29 December 2006

Deprogramming the LALR(1) Bias

Look around for LR(1) parser generators, and you will primarily find LALR(1) parser generators. There seems to be an unspoken assumption that LALR(1) is somehow better than LR(1), but look at the following pertinent facts:
  • In terms of grammars that can be handled by various parser generation techniques, SLR(1) ⊂ LALR(1) ⊂ LR(1).
  • SLR(1) and LALR(1) tables are always the same size, but LR(1) tables are potentially larger.
The important thing to notice here is that LALR(1) is not the most powerful of the three parser generation techniques listed above. LALR(1) may introduce reduce/reduce conflicts that do not exist when using LR(1).

So then, why is there a bias toward LALR(1)? I suspect that it has to do with the well known and widely cited dragon book, which treats LALR(1) as the culmination of the parser generation algorithms it presents. There is one little detail that is not mentioned at all though: it is possible to compress LR(1) tables to be the same as LALR(1) tables, with the exception of avoiding table compression that would introduce LALR(1)'s reduce/reduce conflicts. Granted, the book is over 20 years old now, but I would not be surprised if the new edition preserves this omission.

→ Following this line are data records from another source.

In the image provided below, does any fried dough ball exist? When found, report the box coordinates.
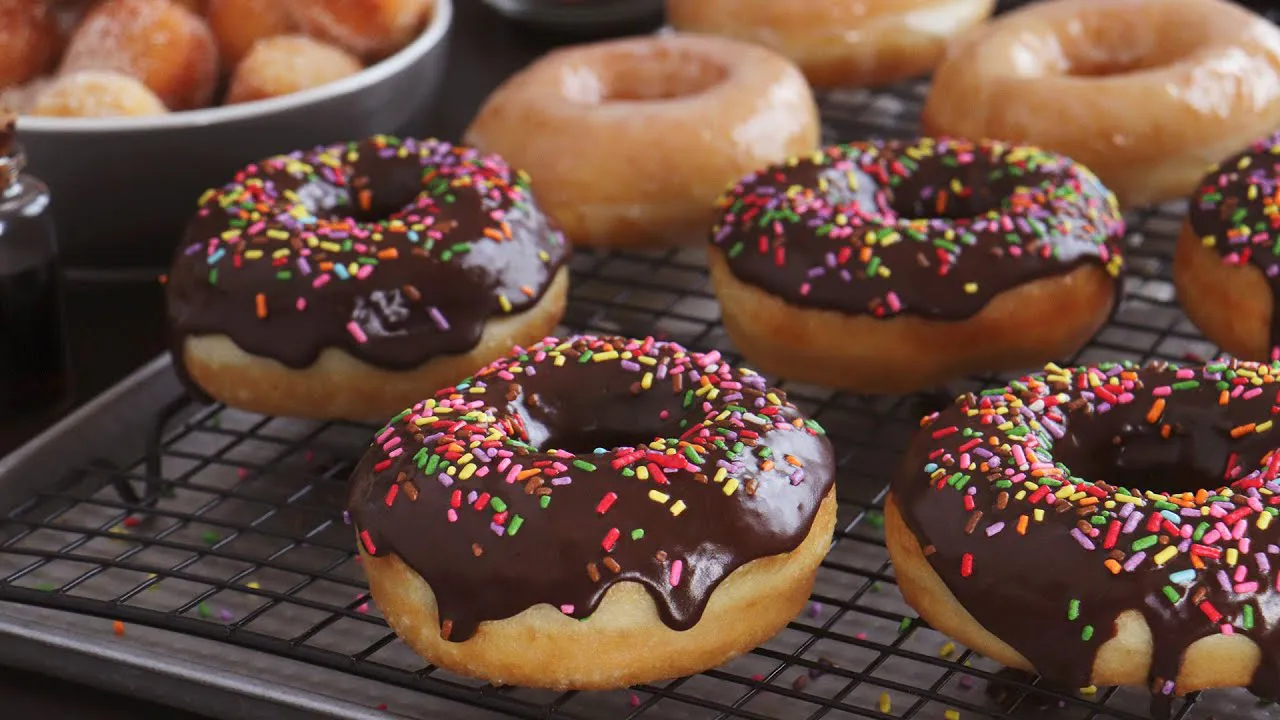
[61,0,218,110]
[31,70,168,118]
[227,35,361,104]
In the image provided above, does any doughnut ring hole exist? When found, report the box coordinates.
[561,46,730,105]
[1052,394,1259,493]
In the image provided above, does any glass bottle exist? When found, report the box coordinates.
[0,113,70,415]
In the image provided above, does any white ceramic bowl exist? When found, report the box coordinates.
[18,0,453,266]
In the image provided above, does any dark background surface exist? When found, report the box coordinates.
[0,0,652,720]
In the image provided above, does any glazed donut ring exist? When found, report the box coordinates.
[709,138,1124,392]
[667,0,996,88]
[166,136,568,419]
[466,36,819,246]
[348,337,836,689]
[923,0,1280,208]
[1174,132,1280,360]
[886,360,1280,703]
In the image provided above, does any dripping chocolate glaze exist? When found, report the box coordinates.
[1187,132,1280,347]
[892,365,1280,712]
[348,338,833,641]
[712,140,1124,320]
[166,137,568,384]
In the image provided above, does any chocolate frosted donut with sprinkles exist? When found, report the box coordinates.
[1174,132,1280,360]
[166,136,568,419]
[886,360,1280,716]
[709,138,1124,392]
[348,336,836,689]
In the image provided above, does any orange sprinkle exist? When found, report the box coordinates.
[1147,397,1165,425]
[1231,423,1256,438]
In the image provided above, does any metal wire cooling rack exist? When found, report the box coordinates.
[0,65,1270,720]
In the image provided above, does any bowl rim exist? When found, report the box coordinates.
[18,0,453,137]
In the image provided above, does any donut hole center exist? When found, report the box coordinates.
[1053,411,1249,493]
[562,49,728,105]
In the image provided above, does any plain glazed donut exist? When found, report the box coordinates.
[667,0,996,88]
[886,360,1280,716]
[466,36,819,246]
[348,337,836,689]
[923,0,1280,208]
[1174,132,1280,360]
[709,138,1124,392]
[166,136,568,419]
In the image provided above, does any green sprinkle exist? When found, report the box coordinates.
[1129,536,1160,552]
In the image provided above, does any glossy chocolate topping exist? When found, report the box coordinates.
[348,337,835,641]
[1187,132,1280,354]
[168,136,568,370]
[892,361,1280,712]
[712,138,1124,320]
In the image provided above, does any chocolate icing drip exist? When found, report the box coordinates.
[168,136,568,370]
[1187,132,1280,351]
[892,361,1280,711]
[348,337,833,641]
[712,138,1124,320]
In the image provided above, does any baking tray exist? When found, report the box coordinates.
[0,74,1274,720]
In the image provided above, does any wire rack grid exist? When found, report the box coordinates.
[0,58,1265,720]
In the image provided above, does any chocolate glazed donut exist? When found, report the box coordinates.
[348,337,835,688]
[888,361,1280,715]
[166,136,568,418]
[710,138,1124,392]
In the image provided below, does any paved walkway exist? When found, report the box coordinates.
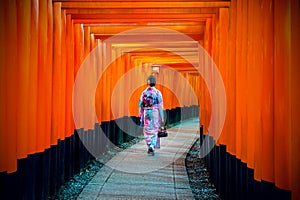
[78,118,199,199]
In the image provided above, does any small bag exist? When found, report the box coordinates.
[157,126,168,137]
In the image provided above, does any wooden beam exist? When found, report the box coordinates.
[62,1,230,9]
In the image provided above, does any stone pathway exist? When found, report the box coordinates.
[77,118,199,199]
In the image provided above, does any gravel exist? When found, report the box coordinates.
[185,140,221,200]
[48,137,220,200]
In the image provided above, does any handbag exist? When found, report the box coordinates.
[157,126,168,137]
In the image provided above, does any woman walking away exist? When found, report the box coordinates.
[139,75,164,155]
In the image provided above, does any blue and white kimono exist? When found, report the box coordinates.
[139,86,164,149]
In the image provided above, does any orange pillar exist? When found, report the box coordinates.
[291,0,300,200]
[51,2,62,145]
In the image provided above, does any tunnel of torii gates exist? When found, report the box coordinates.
[0,0,300,199]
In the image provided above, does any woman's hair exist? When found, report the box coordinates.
[147,75,156,87]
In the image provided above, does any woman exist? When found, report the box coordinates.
[139,75,164,155]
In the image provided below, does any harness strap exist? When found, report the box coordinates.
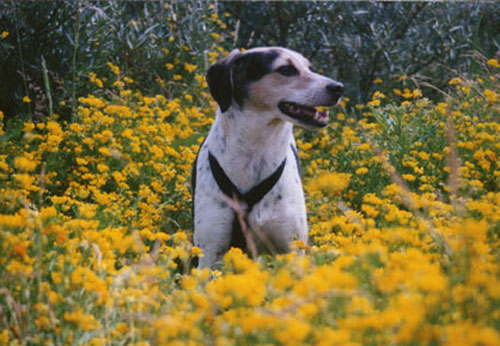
[208,151,286,250]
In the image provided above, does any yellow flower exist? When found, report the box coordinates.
[14,156,37,172]
[484,89,497,103]
[312,173,351,193]
[184,62,196,73]
[64,308,99,331]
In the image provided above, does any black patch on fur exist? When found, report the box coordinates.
[290,144,302,177]
[208,152,286,251]
[233,49,280,107]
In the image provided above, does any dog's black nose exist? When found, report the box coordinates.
[326,82,344,99]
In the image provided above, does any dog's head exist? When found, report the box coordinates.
[207,47,343,129]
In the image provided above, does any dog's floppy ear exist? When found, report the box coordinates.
[207,49,241,113]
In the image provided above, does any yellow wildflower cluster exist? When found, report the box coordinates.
[0,57,500,346]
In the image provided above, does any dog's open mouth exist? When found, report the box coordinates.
[278,101,328,128]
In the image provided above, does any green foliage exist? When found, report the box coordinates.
[224,1,500,103]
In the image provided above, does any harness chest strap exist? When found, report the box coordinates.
[208,151,286,249]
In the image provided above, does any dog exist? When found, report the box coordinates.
[191,47,343,268]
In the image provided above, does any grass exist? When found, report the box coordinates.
[0,56,500,346]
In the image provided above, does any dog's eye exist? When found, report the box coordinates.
[276,65,299,77]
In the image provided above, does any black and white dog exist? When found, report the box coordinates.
[192,47,343,267]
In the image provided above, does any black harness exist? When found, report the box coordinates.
[208,152,286,251]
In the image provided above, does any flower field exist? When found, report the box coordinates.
[0,47,500,346]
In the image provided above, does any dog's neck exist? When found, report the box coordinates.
[209,108,293,192]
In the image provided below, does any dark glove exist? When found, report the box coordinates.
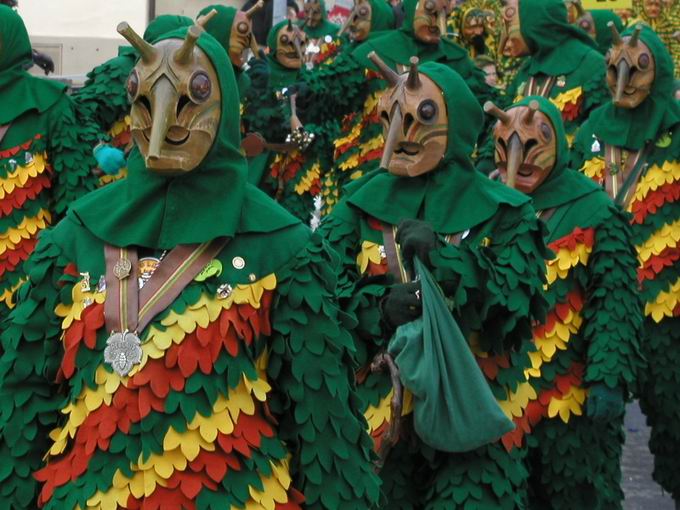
[380,282,423,330]
[33,50,54,74]
[586,383,624,422]
[248,50,271,90]
[395,220,437,267]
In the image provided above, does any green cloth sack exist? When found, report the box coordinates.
[388,257,515,453]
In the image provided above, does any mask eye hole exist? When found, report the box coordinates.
[126,69,139,103]
[638,53,649,69]
[189,71,212,103]
[418,99,439,124]
[539,123,552,142]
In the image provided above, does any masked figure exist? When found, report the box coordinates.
[0,5,96,318]
[198,2,263,99]
[300,0,340,40]
[321,57,547,509]
[0,17,379,509]
[73,14,192,185]
[574,26,680,502]
[504,0,607,143]
[492,97,643,510]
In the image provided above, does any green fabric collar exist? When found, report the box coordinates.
[512,96,600,210]
[352,0,472,70]
[71,29,297,249]
[346,63,529,234]
[0,5,66,125]
[519,0,596,76]
[589,25,680,150]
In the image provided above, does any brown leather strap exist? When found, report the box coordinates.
[104,238,229,332]
[0,122,12,143]
[382,224,411,283]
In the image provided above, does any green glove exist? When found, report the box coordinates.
[395,220,437,267]
[586,383,624,422]
[380,282,423,331]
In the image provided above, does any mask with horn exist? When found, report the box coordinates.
[484,101,557,194]
[229,0,264,68]
[276,20,307,69]
[302,0,323,28]
[368,52,449,177]
[498,0,531,57]
[338,0,373,42]
[413,0,449,44]
[607,21,656,108]
[570,0,597,39]
[118,22,222,175]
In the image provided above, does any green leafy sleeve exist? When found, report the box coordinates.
[47,96,98,216]
[0,231,63,508]
[269,234,379,510]
[583,206,644,390]
[432,200,549,353]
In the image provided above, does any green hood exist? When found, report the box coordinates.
[519,0,597,76]
[347,62,529,234]
[298,0,340,39]
[267,20,300,89]
[0,5,66,126]
[590,9,624,55]
[511,96,600,211]
[71,29,297,249]
[589,25,680,150]
[352,0,474,71]
[144,14,194,44]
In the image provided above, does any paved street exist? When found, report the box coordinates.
[623,402,680,510]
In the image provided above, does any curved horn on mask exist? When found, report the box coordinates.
[505,133,524,188]
[406,57,420,90]
[484,101,510,126]
[380,103,403,170]
[196,9,217,28]
[524,99,538,124]
[628,25,642,48]
[174,25,203,64]
[117,21,158,64]
[368,51,399,87]
[607,21,623,46]
[245,0,264,19]
[614,59,630,104]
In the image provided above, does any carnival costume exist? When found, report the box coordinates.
[321,55,547,509]
[494,97,643,510]
[574,26,680,501]
[0,5,97,318]
[0,17,379,510]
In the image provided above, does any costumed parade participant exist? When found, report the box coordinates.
[300,0,340,41]
[504,0,607,144]
[0,5,97,318]
[574,26,680,504]
[73,14,193,184]
[0,17,379,510]
[316,0,492,213]
[199,1,264,98]
[321,54,548,509]
[485,97,643,510]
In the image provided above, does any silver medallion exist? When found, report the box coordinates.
[104,331,142,377]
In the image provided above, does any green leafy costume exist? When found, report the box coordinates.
[0,5,97,318]
[507,0,608,141]
[504,97,643,510]
[0,22,379,510]
[321,63,547,510]
[299,0,340,39]
[574,27,680,501]
[198,4,250,98]
[73,14,192,184]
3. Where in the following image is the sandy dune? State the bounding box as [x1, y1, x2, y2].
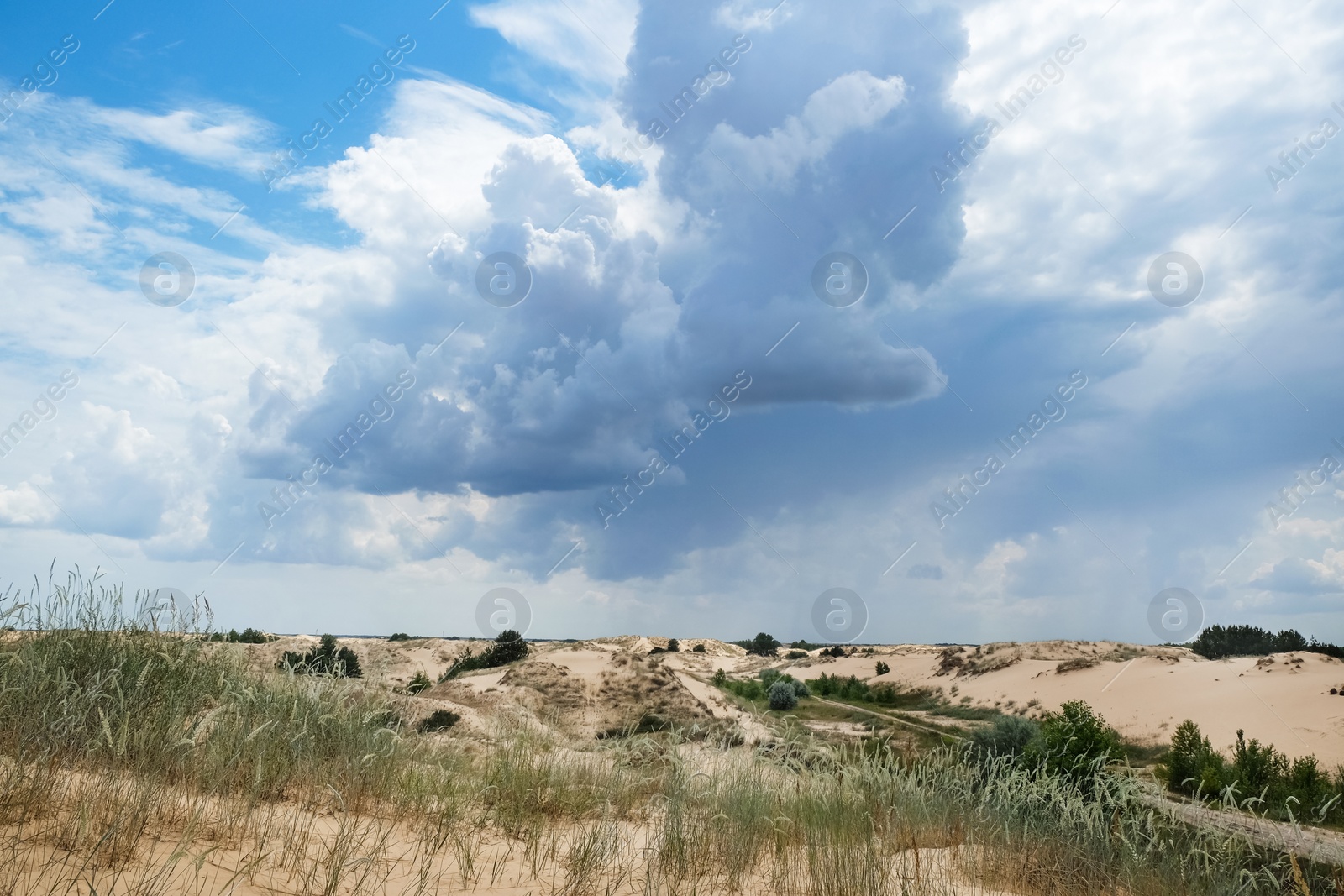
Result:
[249, 636, 1344, 767]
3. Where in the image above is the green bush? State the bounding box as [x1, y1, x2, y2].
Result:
[406, 669, 434, 694]
[415, 710, 462, 735]
[732, 631, 784, 657]
[712, 669, 811, 708]
[439, 629, 527, 681]
[970, 716, 1040, 757]
[766, 681, 798, 710]
[1160, 719, 1344, 822]
[276, 634, 365, 679]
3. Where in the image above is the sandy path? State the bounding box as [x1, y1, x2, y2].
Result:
[790, 645, 1344, 767]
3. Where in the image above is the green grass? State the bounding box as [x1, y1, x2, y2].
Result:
[0, 575, 1326, 896]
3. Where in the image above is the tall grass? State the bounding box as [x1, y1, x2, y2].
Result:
[0, 572, 1322, 896]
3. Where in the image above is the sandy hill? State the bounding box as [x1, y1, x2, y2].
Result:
[230, 636, 1344, 767]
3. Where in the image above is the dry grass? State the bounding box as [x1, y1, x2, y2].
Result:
[0, 575, 1324, 896]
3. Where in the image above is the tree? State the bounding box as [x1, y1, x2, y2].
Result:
[1167, 719, 1214, 794]
[970, 716, 1040, 757]
[439, 629, 527, 681]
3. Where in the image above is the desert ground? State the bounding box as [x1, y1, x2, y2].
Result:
[0, 631, 1344, 896]
[249, 636, 1344, 767]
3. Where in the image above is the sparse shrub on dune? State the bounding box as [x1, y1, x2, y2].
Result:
[1158, 719, 1344, 824]
[206, 629, 276, 643]
[970, 716, 1040, 757]
[1026, 700, 1122, 783]
[415, 710, 462, 735]
[439, 629, 527, 681]
[276, 634, 365, 679]
[0, 567, 1333, 896]
[766, 681, 798, 710]
[406, 669, 434, 694]
[732, 631, 784, 657]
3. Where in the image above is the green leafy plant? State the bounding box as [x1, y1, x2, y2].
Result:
[439, 629, 527, 681]
[406, 669, 434, 694]
[276, 634, 365, 679]
[766, 681, 798, 710]
[970, 716, 1040, 757]
[732, 631, 784, 657]
[1028, 700, 1121, 782]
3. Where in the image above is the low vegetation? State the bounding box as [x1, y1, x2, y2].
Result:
[732, 631, 784, 657]
[441, 629, 527, 681]
[276, 634, 365, 679]
[1163, 719, 1344, 825]
[0, 575, 1335, 896]
[1189, 625, 1344, 659]
[206, 629, 276, 643]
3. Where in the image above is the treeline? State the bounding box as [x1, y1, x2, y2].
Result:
[1163, 719, 1344, 824]
[1189, 626, 1344, 659]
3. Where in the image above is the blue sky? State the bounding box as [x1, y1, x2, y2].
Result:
[0, 0, 1344, 641]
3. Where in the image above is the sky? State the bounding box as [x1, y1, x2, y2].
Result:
[0, 0, 1344, 643]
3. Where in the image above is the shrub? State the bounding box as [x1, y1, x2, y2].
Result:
[734, 631, 784, 657]
[439, 629, 527, 681]
[1189, 625, 1344, 659]
[1161, 720, 1344, 822]
[415, 710, 462, 735]
[766, 681, 798, 710]
[406, 669, 434, 693]
[207, 629, 274, 643]
[1033, 700, 1121, 780]
[1163, 719, 1221, 795]
[276, 634, 365, 679]
[970, 716, 1040, 757]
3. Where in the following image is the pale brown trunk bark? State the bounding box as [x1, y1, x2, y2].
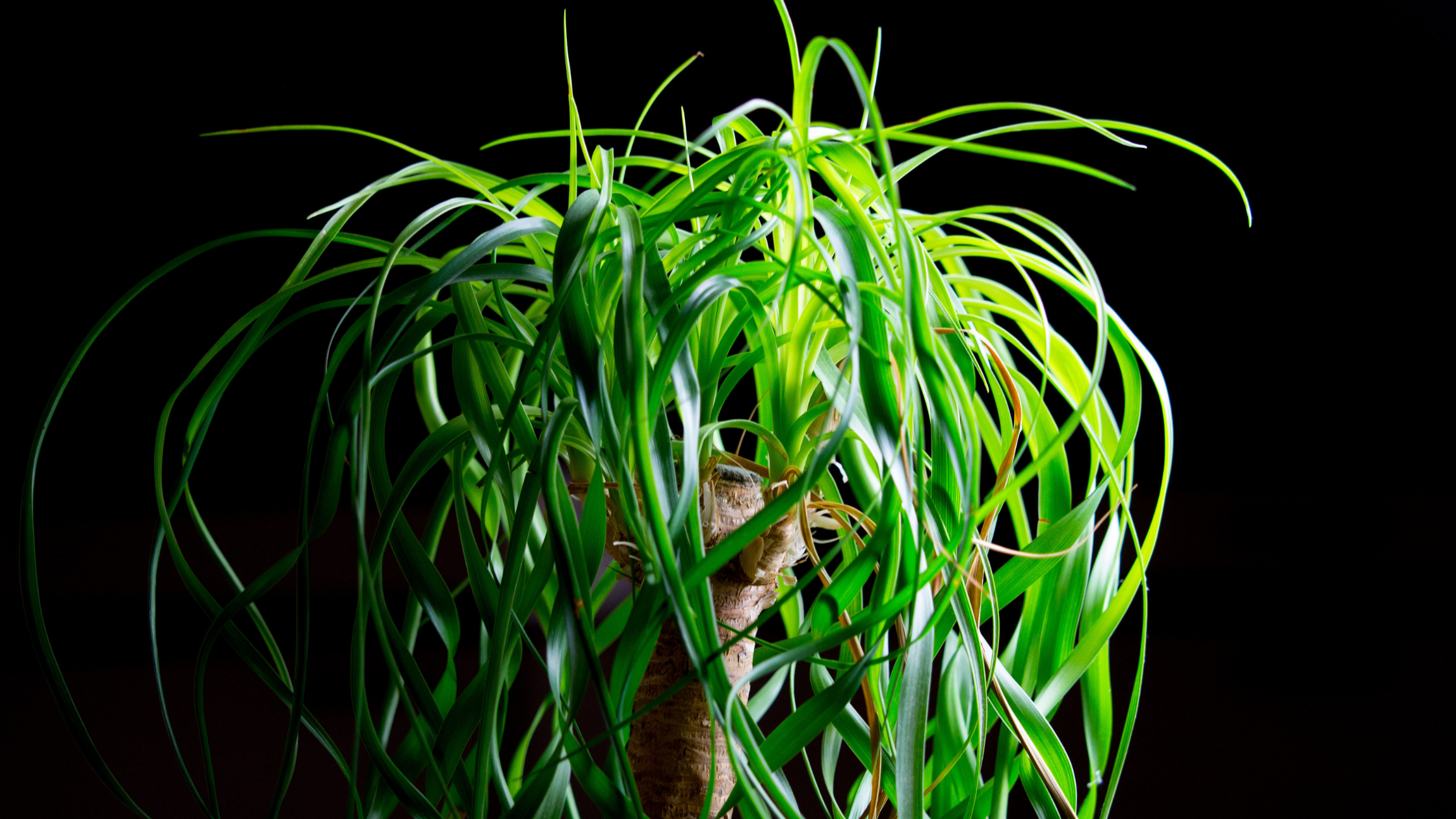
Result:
[614, 465, 803, 819]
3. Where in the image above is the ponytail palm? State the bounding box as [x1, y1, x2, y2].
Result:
[25, 6, 1242, 818]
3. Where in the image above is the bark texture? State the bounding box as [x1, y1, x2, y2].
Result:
[613, 463, 805, 819]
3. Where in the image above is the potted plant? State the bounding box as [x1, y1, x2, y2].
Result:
[22, 1, 1242, 819]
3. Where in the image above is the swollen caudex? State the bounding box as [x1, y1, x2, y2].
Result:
[607, 463, 807, 819]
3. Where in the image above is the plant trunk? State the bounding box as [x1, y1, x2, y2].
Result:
[614, 463, 805, 819]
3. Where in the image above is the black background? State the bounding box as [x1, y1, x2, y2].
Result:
[0, 3, 1453, 816]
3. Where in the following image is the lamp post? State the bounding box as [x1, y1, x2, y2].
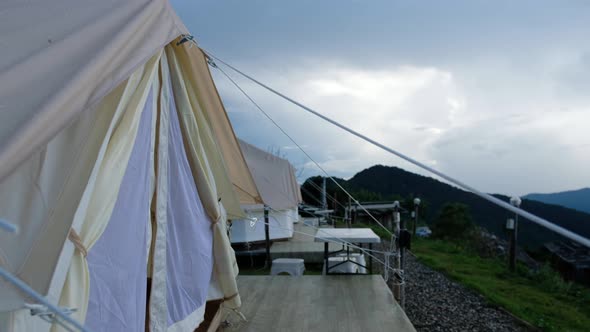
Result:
[507, 196, 522, 272]
[412, 197, 420, 236]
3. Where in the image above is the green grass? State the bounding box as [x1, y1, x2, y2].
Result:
[412, 239, 590, 331]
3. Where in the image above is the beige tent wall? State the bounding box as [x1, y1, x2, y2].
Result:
[54, 53, 160, 330]
[166, 44, 242, 308]
[0, 0, 245, 331]
[0, 0, 187, 184]
[174, 43, 262, 206]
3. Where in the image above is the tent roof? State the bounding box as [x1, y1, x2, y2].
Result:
[0, 0, 188, 181]
[172, 47, 262, 208]
[239, 140, 301, 210]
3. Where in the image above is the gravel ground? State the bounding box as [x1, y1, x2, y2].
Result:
[376, 243, 531, 332]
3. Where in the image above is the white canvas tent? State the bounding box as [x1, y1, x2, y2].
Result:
[230, 140, 302, 243]
[0, 0, 260, 331]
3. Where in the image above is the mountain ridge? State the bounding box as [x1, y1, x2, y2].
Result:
[523, 188, 590, 213]
[304, 165, 590, 249]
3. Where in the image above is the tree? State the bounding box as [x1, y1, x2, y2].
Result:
[432, 203, 474, 239]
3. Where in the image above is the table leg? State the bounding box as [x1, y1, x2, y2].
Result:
[324, 242, 330, 275]
[369, 243, 373, 274]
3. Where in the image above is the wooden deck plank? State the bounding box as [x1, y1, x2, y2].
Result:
[220, 275, 415, 332]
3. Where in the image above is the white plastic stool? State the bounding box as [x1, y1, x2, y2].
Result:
[270, 258, 305, 276]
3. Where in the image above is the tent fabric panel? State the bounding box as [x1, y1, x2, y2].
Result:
[166, 45, 245, 218]
[0, 53, 158, 310]
[0, 0, 188, 184]
[166, 63, 213, 330]
[213, 205, 242, 309]
[59, 54, 160, 330]
[239, 140, 301, 210]
[149, 53, 170, 332]
[85, 89, 154, 331]
[167, 44, 240, 308]
[175, 44, 262, 206]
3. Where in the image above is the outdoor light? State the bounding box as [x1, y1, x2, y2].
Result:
[506, 218, 514, 230]
[510, 196, 522, 207]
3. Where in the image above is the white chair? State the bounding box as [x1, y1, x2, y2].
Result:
[270, 258, 305, 276]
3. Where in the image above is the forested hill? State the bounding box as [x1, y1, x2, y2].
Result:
[303, 165, 590, 248]
[525, 188, 590, 213]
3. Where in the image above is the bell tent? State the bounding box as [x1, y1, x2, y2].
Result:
[0, 0, 261, 331]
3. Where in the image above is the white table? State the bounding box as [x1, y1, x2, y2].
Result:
[314, 228, 381, 274]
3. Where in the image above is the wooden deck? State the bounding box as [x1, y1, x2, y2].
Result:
[218, 275, 415, 332]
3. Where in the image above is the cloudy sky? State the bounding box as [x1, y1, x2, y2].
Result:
[172, 0, 590, 195]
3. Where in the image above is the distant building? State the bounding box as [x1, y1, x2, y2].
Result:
[416, 226, 432, 237]
[544, 241, 590, 285]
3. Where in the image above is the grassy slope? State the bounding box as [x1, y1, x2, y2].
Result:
[412, 240, 590, 331]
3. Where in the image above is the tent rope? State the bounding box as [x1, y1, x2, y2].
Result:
[203, 50, 393, 239]
[201, 48, 590, 248]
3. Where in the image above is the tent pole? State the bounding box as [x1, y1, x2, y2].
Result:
[264, 205, 271, 268]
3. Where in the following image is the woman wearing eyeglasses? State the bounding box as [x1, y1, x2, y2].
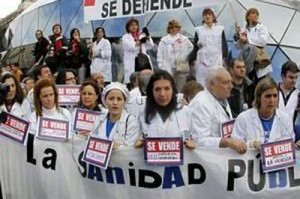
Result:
[231, 78, 295, 149]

I recently finished implementing a parser generator (as the basis for a GLR parser, as described by the Elkhound technical report). I was initially unable to wrap my head around the "efficient" method that the dragon book provides for LALR(1) parser generation, so I took the incremental approach of implementing SLR(1), converting that to LR(1), then finally converting that to LALR(1) -- the "easy, inefficient" method according to the dragon book. Well, when I got to the point of compressing LR(1) tables to LALR(1) tables, I questioned the necessity of compressing states when reduce/reduce conflicts would result. As near as I could tell, there is no fundamental requirement to do so, which means that compressed LR(1) tables that avoid such conflicts should be the gold standard, rather than LALR(1).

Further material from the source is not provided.